Achmad Baiquni, Direktur Utama Bank Negara Indonesia (BNI), menilai, insentif pajak DHE dalam deposito akan menarik eksportir untuk menempatkan dananya di dalam negeri. Dia berharap, eksportir menaruh uangnya dalam rupiah untuk melonggarkan likuiditas rupiah.
“Jika likuiditas di pasar tinggi, ini akan mendorong perbankan untuk menyalurkan kredit,” kata Baiquni. Hanya, BNI belum menghitung potensi likuiditas yang bisa diraih. Namun, mereka tertarik mengembangkan produk untuk menyedot DHE, agar bisa mendapatkan likuiditas lebih banyak lagi.
Sementara, Jahja Setiaatmadja, Direktur Utama Bank Central Asia (BCA), mengharapkan, para eksportir memilih menempatkan dana di bank dalam negeri dengan jangka waktu yang panjang. Sebab, "Kalau disimpan dalam jangka waktu pendek, efeknya hanya sedikit," tegasnya.
Kejar dana murah
Yang jelas, bank belum akan duduk tenang menunggu aliran likuiditas segar. BNI, misalnya.

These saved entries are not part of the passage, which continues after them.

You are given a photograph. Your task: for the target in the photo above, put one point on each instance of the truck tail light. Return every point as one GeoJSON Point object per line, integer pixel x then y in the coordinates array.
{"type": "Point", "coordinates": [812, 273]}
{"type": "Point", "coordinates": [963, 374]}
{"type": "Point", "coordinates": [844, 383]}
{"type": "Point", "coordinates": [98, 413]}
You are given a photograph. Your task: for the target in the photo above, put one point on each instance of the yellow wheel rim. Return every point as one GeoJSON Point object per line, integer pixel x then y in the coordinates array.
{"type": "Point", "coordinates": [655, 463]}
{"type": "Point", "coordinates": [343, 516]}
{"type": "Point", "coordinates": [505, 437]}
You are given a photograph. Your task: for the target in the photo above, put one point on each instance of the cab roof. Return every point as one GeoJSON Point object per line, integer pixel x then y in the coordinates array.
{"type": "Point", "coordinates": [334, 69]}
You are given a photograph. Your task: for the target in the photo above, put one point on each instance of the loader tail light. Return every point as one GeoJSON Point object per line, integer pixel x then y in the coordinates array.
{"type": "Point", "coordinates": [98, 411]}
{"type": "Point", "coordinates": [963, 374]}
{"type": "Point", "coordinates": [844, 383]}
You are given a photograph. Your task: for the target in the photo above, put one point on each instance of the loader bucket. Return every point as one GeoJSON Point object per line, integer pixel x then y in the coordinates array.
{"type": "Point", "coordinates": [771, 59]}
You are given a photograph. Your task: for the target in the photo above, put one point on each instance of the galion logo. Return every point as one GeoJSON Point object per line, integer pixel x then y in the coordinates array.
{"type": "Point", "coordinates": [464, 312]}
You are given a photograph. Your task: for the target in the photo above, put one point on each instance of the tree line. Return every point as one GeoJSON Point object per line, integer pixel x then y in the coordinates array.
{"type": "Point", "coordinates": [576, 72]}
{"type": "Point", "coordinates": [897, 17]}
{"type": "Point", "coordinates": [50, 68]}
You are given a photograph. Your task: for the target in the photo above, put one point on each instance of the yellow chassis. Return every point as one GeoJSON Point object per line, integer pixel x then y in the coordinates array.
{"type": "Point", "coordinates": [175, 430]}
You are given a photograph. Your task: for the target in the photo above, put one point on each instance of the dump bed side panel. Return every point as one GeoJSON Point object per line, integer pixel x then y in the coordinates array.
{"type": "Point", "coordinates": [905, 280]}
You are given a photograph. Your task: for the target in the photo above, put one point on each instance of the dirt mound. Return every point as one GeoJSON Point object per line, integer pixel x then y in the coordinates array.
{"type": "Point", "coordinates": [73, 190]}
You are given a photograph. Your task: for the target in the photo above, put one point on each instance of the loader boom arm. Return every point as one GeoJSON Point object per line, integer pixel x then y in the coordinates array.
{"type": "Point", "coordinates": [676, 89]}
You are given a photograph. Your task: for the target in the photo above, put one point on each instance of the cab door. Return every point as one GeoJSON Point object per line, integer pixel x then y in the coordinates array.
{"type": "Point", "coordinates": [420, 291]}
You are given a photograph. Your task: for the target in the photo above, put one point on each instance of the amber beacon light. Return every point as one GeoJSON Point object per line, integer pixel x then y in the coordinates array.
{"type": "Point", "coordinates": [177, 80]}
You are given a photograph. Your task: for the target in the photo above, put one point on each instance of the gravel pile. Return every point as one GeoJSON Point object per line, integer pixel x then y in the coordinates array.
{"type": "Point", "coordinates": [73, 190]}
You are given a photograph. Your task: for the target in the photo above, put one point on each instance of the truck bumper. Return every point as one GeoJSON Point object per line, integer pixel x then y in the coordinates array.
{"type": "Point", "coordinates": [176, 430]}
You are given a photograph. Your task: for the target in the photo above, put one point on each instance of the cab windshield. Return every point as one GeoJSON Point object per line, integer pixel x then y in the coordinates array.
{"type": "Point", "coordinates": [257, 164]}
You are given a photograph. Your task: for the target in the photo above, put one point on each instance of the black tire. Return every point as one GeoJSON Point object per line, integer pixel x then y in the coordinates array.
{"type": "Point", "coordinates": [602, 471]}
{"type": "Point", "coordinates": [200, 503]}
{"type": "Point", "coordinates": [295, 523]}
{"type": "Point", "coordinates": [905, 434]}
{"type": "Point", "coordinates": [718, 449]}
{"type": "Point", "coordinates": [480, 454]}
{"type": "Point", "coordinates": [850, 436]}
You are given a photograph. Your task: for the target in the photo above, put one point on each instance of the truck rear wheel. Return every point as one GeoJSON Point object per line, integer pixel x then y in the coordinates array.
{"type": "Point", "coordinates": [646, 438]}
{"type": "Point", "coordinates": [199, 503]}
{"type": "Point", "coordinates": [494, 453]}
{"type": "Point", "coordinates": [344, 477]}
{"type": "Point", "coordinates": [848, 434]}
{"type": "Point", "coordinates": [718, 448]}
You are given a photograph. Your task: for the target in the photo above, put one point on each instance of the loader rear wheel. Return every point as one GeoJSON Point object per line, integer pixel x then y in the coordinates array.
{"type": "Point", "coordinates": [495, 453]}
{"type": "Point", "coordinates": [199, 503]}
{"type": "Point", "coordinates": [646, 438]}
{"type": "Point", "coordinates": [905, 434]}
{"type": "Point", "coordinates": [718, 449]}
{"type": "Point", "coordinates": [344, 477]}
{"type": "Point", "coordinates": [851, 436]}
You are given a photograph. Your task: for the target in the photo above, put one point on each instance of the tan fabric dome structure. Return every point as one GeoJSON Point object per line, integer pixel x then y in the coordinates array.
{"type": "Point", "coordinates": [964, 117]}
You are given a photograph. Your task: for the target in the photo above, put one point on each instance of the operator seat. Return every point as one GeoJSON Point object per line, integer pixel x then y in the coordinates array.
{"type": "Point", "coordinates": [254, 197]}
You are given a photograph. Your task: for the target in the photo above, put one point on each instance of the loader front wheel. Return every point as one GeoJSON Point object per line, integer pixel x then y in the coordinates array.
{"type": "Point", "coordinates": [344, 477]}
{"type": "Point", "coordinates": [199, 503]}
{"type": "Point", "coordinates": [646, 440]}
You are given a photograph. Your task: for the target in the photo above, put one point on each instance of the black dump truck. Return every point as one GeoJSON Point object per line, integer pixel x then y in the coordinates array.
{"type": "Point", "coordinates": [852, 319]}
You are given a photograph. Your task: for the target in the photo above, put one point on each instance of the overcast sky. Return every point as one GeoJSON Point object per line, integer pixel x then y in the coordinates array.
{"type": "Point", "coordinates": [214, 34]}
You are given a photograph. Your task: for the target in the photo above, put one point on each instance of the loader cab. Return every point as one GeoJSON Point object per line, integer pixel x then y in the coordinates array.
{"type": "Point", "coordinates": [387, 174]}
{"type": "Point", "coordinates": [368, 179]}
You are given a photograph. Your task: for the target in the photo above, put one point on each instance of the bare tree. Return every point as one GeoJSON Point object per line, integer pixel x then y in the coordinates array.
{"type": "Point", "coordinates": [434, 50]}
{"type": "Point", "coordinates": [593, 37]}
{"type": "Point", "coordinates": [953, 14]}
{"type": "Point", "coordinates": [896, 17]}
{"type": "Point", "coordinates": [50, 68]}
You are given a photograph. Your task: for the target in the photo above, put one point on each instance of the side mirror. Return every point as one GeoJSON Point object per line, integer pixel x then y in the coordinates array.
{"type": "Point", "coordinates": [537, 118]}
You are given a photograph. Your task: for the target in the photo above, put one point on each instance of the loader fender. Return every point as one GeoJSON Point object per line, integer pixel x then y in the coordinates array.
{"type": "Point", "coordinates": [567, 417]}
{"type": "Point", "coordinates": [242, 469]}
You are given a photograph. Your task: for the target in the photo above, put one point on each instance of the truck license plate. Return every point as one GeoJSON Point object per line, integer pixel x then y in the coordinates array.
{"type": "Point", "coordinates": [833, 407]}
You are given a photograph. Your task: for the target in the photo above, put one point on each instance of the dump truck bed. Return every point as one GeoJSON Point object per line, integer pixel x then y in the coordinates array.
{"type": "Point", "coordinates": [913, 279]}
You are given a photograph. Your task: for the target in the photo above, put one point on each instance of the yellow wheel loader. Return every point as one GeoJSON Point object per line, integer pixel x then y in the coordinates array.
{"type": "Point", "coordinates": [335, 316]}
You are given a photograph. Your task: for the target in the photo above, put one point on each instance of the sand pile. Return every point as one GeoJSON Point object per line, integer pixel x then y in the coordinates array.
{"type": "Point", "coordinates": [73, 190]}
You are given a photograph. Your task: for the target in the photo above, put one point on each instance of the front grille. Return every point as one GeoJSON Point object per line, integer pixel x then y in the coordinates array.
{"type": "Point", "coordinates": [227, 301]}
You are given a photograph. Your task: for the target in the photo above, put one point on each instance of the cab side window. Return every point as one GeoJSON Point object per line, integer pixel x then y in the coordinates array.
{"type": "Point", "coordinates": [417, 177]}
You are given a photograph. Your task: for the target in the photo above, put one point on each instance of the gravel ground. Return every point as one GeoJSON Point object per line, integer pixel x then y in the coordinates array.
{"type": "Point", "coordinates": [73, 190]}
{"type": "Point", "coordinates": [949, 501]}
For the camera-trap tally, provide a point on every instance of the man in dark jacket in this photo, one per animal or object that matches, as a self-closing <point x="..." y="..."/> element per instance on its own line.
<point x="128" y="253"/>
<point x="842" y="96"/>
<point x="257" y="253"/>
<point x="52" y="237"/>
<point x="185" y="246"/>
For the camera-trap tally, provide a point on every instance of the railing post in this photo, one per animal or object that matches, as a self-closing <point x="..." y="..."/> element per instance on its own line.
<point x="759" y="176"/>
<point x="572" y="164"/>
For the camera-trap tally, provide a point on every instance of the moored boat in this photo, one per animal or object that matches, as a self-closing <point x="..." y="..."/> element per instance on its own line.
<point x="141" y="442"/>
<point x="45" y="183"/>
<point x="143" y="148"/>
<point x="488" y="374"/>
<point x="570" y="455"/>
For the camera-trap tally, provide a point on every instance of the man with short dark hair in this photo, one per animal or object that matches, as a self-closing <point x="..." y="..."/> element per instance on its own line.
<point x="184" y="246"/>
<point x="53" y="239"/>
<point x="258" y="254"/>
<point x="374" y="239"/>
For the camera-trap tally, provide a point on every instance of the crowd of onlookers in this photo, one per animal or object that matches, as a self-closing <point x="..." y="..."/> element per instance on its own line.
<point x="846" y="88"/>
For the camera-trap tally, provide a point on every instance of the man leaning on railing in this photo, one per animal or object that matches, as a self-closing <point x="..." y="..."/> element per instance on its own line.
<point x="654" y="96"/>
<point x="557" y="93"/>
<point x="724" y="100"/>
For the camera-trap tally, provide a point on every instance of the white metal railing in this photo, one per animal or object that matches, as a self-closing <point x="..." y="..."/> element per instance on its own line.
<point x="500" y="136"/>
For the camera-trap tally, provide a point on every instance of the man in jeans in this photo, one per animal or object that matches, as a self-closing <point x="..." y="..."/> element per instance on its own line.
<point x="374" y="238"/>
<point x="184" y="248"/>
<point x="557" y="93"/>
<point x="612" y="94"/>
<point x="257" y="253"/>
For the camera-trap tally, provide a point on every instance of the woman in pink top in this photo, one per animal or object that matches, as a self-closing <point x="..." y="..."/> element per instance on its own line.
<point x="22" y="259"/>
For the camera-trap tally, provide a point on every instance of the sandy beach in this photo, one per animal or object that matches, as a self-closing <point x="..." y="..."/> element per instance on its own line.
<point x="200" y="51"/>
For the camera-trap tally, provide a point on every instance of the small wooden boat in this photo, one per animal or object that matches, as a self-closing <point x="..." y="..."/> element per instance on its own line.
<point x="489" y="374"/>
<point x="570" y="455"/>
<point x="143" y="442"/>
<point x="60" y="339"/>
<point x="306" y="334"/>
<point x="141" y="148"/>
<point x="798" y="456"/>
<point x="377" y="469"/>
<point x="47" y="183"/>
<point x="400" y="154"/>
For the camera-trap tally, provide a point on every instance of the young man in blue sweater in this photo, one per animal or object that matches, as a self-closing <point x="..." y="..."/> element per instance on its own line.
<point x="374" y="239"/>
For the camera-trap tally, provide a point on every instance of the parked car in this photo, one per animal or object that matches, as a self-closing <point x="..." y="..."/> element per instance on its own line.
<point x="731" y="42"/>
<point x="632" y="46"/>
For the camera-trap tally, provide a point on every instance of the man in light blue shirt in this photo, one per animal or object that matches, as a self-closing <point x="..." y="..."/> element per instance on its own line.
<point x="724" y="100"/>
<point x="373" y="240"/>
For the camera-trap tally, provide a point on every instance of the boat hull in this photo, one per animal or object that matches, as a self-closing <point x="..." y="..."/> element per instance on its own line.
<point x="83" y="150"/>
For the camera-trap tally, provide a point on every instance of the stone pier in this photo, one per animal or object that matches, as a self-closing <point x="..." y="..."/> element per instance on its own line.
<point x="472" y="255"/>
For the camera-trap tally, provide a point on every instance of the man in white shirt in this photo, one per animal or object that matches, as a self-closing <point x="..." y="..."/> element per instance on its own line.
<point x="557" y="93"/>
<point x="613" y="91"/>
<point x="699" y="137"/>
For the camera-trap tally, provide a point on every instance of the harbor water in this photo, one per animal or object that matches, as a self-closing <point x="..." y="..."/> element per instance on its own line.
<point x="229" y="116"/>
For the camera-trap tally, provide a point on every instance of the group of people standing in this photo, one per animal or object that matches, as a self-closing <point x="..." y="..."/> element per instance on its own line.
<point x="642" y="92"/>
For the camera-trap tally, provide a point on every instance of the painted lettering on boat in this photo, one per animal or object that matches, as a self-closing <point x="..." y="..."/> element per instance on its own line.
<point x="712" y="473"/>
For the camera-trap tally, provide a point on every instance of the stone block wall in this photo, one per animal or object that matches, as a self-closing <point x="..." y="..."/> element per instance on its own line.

Mereka berharap mengantongi likuiditas murah lewat pembentukan induk usaha (holding) lembaga keuangan BUMN.
Menurut Baiquni, holding lembaga keuangan BUMN bermanfaat untuk mencari dana nonkonvensional nan murah. Misalnya, pinjaman bilateral. “Bila ada holding, kami akan mendapatkan harga pinjaman yang lebih rendah,” ujar Baiquni. BNI sendiri tahun ini berencana memburu pinjaman bilateral untuk memenuhi kebutuhan penyaluran kreditnya.
Selain pinjaman bilateral, sejumlah bank pun gencar memburu dana murah dalam bentuk giro dan tabungan (CASA). Tahun ini, Bank Mandiri berambisi mendongkrak CASA dengan mematok pertumbuhan dana pihak ketiga (DPK) sebesar 12%. Sedangkan Bank Rakyat Indonesia (BRI) menargetkan DPK lebih tinggi yakni naik 15%.
Selain insentif DHE, likuiditas bank melonggar karena setoran giro wajib minimum (GWM) yang turun 100 basis poin (bps) menjadi 6,5%. Tahun lalu, DPK perbankan hanya naik sebesar 7,3%.